VIOLENCE
Con i pugni stretti nelle tasche non puoi sparare con una pistola.
Il cuore è un tamburo che batte a un ritmo costante. Sento i miei passi, le suole di gomma che si appoggiano sull’asfalto freddo. Ogni respiro che faccio è un’ammissione di sconfitta.
Aspetto la pioggia e tutte le tempeste che il cielo rovescia sulle persone, ma non guardo in alto. Perché in alto si guarda per ammirare, per una preghiera o una bestemmia. Il cielo se ne frega di dove ricade la sua furia. E nemmeno a me importa.
Sono un nome affondato in un pozzo di tenebra. Le cicatrici che solcano il volto che vedi sono le mappe di me che ignori. I miei occhi fendono l’aria e intagliano figure, hanno appreso l’arte di leggere quello che le parole non dicono.
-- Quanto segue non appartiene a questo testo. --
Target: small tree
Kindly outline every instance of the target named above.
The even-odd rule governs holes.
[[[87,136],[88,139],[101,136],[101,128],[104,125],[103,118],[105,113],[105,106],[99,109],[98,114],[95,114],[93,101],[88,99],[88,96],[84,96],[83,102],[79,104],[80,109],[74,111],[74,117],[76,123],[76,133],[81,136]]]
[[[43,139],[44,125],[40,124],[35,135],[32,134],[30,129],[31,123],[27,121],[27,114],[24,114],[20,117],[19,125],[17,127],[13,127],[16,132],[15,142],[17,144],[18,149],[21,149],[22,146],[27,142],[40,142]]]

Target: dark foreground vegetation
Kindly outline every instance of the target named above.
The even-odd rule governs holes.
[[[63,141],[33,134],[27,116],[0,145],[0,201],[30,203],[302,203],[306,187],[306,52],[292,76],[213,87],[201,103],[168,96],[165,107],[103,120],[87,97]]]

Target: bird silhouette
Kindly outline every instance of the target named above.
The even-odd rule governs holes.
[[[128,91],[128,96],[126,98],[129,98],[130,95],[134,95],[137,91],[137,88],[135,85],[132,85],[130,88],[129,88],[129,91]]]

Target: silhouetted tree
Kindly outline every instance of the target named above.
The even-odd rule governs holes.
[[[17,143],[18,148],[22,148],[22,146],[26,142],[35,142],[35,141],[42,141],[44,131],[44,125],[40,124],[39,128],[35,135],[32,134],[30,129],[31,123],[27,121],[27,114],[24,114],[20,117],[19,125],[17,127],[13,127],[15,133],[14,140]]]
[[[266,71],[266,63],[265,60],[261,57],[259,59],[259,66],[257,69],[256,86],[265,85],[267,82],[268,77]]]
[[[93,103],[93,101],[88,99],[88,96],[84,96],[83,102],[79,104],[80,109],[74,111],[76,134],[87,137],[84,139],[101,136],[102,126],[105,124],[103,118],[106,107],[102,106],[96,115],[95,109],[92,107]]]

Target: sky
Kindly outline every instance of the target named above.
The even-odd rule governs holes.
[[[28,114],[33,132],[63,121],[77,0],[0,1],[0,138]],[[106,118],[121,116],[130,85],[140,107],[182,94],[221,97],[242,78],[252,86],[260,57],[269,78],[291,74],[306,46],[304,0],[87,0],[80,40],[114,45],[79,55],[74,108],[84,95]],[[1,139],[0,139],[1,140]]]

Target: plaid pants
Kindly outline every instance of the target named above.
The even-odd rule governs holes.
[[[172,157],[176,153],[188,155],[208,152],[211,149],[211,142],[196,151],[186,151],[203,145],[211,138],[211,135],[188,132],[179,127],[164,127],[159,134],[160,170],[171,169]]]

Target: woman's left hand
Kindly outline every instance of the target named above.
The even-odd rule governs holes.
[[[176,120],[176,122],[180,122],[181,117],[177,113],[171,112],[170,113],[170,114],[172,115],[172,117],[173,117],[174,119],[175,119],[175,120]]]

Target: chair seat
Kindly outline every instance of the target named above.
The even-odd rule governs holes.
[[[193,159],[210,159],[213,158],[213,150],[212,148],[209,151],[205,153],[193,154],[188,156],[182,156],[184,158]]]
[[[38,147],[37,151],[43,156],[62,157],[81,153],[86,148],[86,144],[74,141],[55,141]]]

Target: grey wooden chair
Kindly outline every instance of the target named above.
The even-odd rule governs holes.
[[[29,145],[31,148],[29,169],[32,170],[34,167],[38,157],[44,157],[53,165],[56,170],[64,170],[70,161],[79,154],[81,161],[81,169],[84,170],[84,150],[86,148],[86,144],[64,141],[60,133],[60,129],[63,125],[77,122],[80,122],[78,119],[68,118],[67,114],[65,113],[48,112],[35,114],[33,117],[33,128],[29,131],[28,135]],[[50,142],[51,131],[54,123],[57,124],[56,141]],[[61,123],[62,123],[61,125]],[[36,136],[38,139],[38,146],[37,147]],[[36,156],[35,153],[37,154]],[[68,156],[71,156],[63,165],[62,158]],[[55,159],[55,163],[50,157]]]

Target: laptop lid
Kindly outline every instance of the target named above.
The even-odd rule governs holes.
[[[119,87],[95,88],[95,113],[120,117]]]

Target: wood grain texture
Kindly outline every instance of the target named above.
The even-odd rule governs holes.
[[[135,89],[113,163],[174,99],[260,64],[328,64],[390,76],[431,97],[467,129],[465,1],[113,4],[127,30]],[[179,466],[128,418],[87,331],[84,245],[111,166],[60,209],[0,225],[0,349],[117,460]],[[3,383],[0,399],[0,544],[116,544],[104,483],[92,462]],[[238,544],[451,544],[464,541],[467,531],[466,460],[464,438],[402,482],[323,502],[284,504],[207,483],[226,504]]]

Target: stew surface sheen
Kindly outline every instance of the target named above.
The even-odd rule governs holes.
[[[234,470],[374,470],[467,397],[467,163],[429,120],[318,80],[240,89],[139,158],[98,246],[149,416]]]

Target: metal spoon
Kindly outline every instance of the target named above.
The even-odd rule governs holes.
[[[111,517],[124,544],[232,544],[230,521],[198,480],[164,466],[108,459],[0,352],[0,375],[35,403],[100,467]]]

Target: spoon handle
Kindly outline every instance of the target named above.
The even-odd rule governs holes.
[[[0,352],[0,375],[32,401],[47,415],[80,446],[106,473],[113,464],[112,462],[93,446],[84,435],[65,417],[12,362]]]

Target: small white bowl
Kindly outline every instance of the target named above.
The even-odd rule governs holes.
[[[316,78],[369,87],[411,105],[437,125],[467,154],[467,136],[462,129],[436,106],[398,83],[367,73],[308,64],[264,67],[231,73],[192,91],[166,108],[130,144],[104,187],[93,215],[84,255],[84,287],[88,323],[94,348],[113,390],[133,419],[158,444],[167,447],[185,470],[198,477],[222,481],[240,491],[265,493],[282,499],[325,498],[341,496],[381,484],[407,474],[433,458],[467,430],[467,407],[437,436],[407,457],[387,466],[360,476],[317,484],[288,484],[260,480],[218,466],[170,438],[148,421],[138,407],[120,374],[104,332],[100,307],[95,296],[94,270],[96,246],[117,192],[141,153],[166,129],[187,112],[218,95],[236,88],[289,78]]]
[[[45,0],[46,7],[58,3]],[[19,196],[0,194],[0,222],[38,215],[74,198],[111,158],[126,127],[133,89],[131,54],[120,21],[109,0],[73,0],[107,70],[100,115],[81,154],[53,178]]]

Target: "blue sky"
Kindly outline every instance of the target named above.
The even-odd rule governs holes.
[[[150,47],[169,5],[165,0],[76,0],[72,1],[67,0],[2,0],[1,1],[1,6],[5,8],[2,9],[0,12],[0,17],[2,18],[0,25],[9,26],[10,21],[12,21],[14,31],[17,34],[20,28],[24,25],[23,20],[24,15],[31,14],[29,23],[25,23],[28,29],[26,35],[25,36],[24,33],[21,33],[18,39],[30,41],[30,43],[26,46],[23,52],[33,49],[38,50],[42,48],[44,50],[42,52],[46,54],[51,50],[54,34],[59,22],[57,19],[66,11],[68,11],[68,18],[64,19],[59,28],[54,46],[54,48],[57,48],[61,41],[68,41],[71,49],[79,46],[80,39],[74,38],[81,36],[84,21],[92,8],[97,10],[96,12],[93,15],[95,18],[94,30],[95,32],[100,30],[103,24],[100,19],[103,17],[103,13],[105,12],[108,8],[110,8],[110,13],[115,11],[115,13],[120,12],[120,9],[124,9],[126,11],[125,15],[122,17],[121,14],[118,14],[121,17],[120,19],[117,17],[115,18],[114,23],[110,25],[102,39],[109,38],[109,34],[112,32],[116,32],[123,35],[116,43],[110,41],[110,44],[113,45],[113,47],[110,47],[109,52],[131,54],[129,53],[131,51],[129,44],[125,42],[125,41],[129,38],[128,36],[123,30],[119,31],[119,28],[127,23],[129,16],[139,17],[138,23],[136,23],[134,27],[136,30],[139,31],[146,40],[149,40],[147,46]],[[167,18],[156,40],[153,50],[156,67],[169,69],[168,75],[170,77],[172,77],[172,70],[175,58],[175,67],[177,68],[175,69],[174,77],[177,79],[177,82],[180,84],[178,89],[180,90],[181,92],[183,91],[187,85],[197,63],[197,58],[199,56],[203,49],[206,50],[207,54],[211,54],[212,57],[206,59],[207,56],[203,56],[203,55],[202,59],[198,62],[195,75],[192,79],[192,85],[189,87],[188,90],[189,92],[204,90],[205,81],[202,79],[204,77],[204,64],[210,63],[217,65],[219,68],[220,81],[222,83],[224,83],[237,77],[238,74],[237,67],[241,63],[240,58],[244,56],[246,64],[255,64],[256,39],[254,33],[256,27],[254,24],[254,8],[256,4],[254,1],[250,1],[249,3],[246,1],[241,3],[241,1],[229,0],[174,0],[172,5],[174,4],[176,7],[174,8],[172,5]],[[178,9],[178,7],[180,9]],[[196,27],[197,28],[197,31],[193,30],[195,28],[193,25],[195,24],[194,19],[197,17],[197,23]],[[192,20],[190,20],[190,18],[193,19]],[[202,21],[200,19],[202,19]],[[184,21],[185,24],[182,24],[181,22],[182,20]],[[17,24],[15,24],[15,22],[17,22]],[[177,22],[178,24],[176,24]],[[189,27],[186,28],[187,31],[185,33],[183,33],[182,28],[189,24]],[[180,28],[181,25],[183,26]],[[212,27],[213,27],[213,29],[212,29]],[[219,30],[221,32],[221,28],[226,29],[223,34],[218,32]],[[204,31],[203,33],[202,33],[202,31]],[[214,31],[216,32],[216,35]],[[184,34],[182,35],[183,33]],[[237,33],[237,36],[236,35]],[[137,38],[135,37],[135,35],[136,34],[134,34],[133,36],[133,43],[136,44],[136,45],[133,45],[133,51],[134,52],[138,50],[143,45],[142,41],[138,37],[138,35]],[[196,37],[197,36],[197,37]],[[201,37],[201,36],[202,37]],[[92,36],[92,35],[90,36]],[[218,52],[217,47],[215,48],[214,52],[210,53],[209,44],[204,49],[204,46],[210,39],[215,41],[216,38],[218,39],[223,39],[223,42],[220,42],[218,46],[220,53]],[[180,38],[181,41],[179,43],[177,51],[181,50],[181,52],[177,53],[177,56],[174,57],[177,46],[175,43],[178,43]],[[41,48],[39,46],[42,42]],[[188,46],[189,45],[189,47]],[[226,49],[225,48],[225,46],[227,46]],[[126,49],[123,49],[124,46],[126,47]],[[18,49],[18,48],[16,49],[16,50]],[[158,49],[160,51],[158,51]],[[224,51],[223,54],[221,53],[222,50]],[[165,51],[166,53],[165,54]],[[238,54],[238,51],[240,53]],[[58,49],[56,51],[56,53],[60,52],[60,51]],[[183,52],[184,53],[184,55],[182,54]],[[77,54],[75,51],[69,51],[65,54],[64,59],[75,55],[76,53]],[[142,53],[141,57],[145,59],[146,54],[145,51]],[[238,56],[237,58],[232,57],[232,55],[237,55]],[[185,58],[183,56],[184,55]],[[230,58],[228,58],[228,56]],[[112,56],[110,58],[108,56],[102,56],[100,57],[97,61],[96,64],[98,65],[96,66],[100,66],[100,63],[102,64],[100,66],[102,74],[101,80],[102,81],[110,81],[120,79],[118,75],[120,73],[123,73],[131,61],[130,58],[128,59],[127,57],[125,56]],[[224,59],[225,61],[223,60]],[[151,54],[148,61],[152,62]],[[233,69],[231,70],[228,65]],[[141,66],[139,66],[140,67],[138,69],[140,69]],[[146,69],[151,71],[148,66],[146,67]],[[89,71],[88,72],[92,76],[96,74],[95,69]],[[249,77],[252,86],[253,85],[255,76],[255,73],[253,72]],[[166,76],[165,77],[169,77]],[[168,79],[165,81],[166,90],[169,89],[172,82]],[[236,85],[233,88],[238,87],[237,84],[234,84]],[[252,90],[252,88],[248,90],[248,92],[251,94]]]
Ciò che ho visto è tutto quello che ho. Ricordi che sono fiori cresciuti ai bordi di una strada piena di buche. Ricordi che sono ferite, vite interrotte, vite rovinate. Sfregi inferti al tessuto del tempo.
Dovrei farlo anche adesso. Aprire la giacca, prendere la pistola e fare l’unica cosa che mi riesce bene. Un atto di violenza che è una fine senza appello, un viaggio che non ha ritorno. Tu sei lì, davanti a me. Guardi una vetrina che riflette l’immagine di un morto vivente. Una di quelle scelte che strappano il tessuto del tempo ha condannato te, e portato qui me, in questa strada dove non c’è alcun fiore.
Dovrei continuare a tenere le mani in tasca, perché così non potrei sparare a nessuno. Ma ho una missione, e io sono quello che chiamano per portare a termine le missioni. C’è però qualcosa di strano in quest’aria, lo senti anche tu perché ti muovi. Le note di una chitarra formano un richiamo che rapisce. Alcune forme di bellezza chiamano sottovoce, perché così il caos non si accorge di loro.
Accade che la bellezza calma l’anima in guerra, come una mano gentile che si posa sul braccio. Una ragazza canta, due uomini perduti ascoltano. Un bambino sfreccia accanto a me, e la sua felicità arriva e se ne va come il soffio di un prestigiatore.
Un attimo dopo, sento altro.
Una cicatrice antica che si riapre, la nostalgia di qualcosa che era cresciuto ai bordi di un marciapiede. Dentro le tasche, le mie mani affondano come per scavare nelle viscere della terra. Un nome d’uomo, chiamato dalla voce di una donna, riaffiora dal buio e danza con le note, sfiorando i lembi di una ferita.
Io sono qui. Dove non avrei mai dovuto essere.